Hoe zou het andersom met Nederlandse gerechten in buitenlandse boeken gaan? Stel dat een Nederlandse auteur zijn personages bloemkool en spruitjes laat eten, of het over een spruitjeslucht heeft, zou een buitenlandse vertaler daar dan een toelichting bij geven, of moet de lezer zich er zelf maar een beeld bij vormen?
Is dit niet vergelijkbaar met de neergang van de garnalencocktail in de laatse twee decennia? Ook zo’n muffig voorgerecht dat pas de laatste jaren weer salonfähig is geworden.
Het lijkt me te ver gaan om uitleg te geven. Hooguit een half zinnetje in de tekst gesmokkeld als het om iets volslagen onbekends of onbegrijpelijks gaat. Verder mag je het aan de fantasie van de lezer overlaten om bij het betreffende gerecht of de geur ervan te zien en denken wat hij wil. Of het op te zoeken, als hij zich die moeite wil getroosten. En uit het verhaal zal moeten blijken wat de culturele achtergrond is voor de keuze van juist dat gerecht.
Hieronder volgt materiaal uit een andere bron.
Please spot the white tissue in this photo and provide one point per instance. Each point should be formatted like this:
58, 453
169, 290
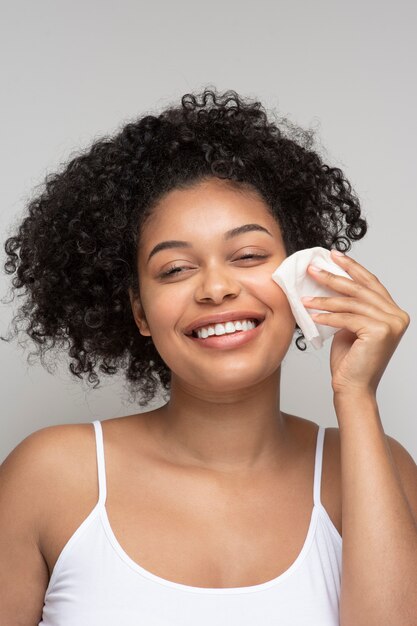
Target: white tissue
291, 275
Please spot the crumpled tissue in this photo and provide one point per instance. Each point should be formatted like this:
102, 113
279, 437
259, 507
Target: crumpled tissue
291, 275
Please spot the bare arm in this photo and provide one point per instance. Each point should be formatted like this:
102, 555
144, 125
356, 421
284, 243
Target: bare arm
23, 571
379, 515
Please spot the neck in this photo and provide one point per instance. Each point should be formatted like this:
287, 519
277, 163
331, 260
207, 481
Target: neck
228, 431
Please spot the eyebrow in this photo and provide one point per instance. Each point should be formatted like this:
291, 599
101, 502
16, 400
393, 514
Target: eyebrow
246, 228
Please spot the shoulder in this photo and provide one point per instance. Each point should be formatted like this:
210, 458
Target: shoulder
42, 464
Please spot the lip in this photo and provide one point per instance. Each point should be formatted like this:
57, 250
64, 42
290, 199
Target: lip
229, 340
220, 318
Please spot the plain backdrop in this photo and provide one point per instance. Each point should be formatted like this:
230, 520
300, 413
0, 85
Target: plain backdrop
73, 72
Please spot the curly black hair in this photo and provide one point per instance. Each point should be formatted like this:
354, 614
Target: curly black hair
75, 251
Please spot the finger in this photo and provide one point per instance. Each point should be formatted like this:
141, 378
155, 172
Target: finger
353, 306
391, 325
356, 290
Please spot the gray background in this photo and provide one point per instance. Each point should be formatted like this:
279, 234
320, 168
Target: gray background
72, 72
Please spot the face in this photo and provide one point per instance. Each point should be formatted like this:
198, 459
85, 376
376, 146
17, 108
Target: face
209, 276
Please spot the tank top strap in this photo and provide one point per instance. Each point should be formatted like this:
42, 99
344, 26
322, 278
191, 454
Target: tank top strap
101, 465
318, 465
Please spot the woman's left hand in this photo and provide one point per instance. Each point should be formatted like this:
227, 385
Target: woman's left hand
371, 326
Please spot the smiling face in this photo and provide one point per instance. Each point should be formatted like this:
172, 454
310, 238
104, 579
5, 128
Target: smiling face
207, 277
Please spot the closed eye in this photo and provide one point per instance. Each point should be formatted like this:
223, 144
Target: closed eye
178, 269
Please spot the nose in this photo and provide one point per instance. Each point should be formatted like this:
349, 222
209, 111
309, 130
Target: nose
215, 284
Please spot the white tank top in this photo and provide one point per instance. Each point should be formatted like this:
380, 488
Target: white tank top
95, 583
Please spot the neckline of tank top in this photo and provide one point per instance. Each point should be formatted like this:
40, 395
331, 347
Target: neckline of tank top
317, 509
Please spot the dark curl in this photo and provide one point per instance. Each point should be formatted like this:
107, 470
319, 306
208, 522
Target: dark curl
75, 252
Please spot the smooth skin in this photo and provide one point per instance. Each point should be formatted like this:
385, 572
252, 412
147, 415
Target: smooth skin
222, 434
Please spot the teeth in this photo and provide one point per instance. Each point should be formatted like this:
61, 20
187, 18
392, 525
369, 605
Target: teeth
227, 328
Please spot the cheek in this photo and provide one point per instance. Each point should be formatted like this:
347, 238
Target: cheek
163, 308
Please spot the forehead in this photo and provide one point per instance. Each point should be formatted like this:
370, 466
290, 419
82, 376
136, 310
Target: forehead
207, 208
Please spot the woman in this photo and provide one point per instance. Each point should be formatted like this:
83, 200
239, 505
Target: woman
218, 507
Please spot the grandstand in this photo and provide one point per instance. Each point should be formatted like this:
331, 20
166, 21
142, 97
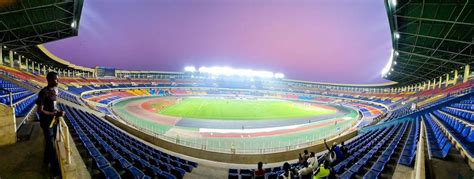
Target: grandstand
119, 123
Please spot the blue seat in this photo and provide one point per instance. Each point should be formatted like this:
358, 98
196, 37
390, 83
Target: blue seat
233, 176
356, 168
444, 152
346, 175
378, 166
166, 175
135, 173
101, 162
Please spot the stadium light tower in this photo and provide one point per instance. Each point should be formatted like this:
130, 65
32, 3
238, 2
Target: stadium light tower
190, 69
388, 66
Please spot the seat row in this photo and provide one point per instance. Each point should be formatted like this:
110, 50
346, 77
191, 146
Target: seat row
115, 151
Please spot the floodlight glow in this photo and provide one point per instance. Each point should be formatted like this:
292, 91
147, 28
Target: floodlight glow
279, 75
228, 71
388, 66
190, 69
397, 35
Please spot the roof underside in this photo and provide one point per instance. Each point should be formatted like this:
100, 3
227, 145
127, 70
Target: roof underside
25, 24
435, 37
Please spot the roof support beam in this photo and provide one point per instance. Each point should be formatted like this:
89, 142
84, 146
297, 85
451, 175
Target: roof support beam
40, 23
435, 20
426, 48
33, 8
436, 38
428, 57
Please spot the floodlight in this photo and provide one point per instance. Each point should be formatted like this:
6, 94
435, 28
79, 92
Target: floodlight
279, 75
397, 35
388, 66
190, 69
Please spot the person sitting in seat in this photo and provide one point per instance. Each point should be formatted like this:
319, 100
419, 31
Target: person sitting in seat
312, 161
303, 158
323, 171
335, 153
286, 171
305, 171
344, 149
260, 172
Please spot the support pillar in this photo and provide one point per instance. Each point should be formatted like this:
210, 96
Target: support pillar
440, 81
32, 66
11, 58
19, 62
447, 80
465, 77
7, 125
1, 54
26, 64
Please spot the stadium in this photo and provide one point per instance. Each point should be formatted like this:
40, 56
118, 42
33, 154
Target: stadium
176, 89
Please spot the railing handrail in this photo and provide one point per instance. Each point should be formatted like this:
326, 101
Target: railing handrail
63, 136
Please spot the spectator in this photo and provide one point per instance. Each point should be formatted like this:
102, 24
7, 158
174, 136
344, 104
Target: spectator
260, 172
312, 160
286, 171
336, 150
48, 111
305, 170
344, 149
303, 158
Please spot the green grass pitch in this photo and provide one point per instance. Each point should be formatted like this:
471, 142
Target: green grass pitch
232, 109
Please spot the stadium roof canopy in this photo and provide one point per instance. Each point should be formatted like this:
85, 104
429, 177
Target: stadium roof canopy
25, 24
430, 38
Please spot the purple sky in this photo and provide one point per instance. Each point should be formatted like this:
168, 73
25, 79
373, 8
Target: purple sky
340, 41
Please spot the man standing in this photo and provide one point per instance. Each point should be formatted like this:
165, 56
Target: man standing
47, 111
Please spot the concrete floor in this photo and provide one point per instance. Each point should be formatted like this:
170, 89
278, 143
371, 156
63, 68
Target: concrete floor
25, 158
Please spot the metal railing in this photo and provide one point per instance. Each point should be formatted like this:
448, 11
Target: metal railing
62, 136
Als de lezer helemaal in het verhaal zit, zal hij een gerecht ook niet snel projecteren op zijn eigen leven of de gewoonten van zijn eigen land. En als die lezer ooit nog eens het betreffende land bezoekt en daar dat gerecht tegenkomt waarover hij heeft gelezen, zal hij misschien denken: Hé, dat stond in dat boek!
🙂
Mag je er niet vanuit gaan dat als de vertaler de bedoelde sfeer van de schrijver weet op te pikken uit de oorspronkelijke tekst, dat de lezer dat zal doen uit de vertaalde tekst?
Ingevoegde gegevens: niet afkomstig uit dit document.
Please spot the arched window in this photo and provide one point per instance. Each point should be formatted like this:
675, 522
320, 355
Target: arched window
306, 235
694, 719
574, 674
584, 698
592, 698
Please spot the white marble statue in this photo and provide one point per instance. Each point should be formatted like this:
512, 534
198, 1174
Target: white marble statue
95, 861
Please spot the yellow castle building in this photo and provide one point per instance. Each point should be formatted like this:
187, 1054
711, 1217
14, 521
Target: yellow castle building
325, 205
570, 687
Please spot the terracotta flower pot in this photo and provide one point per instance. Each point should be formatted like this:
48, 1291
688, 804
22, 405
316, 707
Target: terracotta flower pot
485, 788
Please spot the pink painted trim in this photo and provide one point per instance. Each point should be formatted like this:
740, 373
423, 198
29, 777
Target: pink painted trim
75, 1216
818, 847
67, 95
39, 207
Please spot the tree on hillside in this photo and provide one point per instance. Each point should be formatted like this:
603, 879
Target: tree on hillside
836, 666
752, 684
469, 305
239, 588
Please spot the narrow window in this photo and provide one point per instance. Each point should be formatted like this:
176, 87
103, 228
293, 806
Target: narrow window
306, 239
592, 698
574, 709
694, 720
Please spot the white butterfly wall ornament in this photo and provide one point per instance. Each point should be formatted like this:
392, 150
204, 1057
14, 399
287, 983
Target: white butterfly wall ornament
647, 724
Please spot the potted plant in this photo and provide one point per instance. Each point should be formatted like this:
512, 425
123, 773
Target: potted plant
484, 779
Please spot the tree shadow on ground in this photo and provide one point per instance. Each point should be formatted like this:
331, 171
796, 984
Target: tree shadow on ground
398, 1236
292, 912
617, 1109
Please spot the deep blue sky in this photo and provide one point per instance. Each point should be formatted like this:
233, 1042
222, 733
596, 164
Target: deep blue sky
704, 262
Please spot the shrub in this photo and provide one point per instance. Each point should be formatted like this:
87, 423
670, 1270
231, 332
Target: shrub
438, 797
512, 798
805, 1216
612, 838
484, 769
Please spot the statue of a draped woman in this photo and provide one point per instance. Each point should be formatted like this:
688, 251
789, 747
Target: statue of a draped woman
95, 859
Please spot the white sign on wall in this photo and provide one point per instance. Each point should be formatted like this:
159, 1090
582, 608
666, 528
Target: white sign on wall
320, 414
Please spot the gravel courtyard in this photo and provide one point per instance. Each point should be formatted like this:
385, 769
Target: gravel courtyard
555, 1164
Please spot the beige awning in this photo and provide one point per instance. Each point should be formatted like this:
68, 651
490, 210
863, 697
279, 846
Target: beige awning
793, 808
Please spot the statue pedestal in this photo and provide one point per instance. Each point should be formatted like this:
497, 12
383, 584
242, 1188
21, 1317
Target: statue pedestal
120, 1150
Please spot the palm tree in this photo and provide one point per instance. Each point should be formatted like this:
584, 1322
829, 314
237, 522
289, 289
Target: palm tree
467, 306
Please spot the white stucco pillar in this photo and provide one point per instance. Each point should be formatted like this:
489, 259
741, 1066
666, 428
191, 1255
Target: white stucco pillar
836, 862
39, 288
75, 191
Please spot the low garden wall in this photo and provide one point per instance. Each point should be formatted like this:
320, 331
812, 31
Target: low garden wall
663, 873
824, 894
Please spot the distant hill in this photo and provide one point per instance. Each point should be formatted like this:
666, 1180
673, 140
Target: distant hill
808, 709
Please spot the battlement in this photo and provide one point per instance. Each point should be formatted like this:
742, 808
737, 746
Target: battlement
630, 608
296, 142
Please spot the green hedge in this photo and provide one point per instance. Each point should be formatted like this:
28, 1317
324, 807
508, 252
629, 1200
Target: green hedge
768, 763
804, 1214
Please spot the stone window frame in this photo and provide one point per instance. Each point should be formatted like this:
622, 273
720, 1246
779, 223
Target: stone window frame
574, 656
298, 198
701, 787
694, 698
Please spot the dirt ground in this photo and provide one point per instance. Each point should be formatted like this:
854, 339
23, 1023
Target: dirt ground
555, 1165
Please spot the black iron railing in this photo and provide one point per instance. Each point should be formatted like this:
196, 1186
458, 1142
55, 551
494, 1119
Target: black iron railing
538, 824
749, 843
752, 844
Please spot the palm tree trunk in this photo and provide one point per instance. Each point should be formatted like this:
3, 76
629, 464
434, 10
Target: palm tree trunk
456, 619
Anders zou ik inderdaad een paar woorden toevoegen, maar geen voetnoot erbij zetten.
Beste mevr. Edith Sybesma,
Henning Mankell heeft in een van zijn boeken (niet Wallanders) een prachtige omschrijving gegeven van wat “tijd” is.
Ik kan niet vinden in welk boek dat was.
Kunt u me daarmee helpen aub, ik zou u daar zeer erkentelijk voor zijn.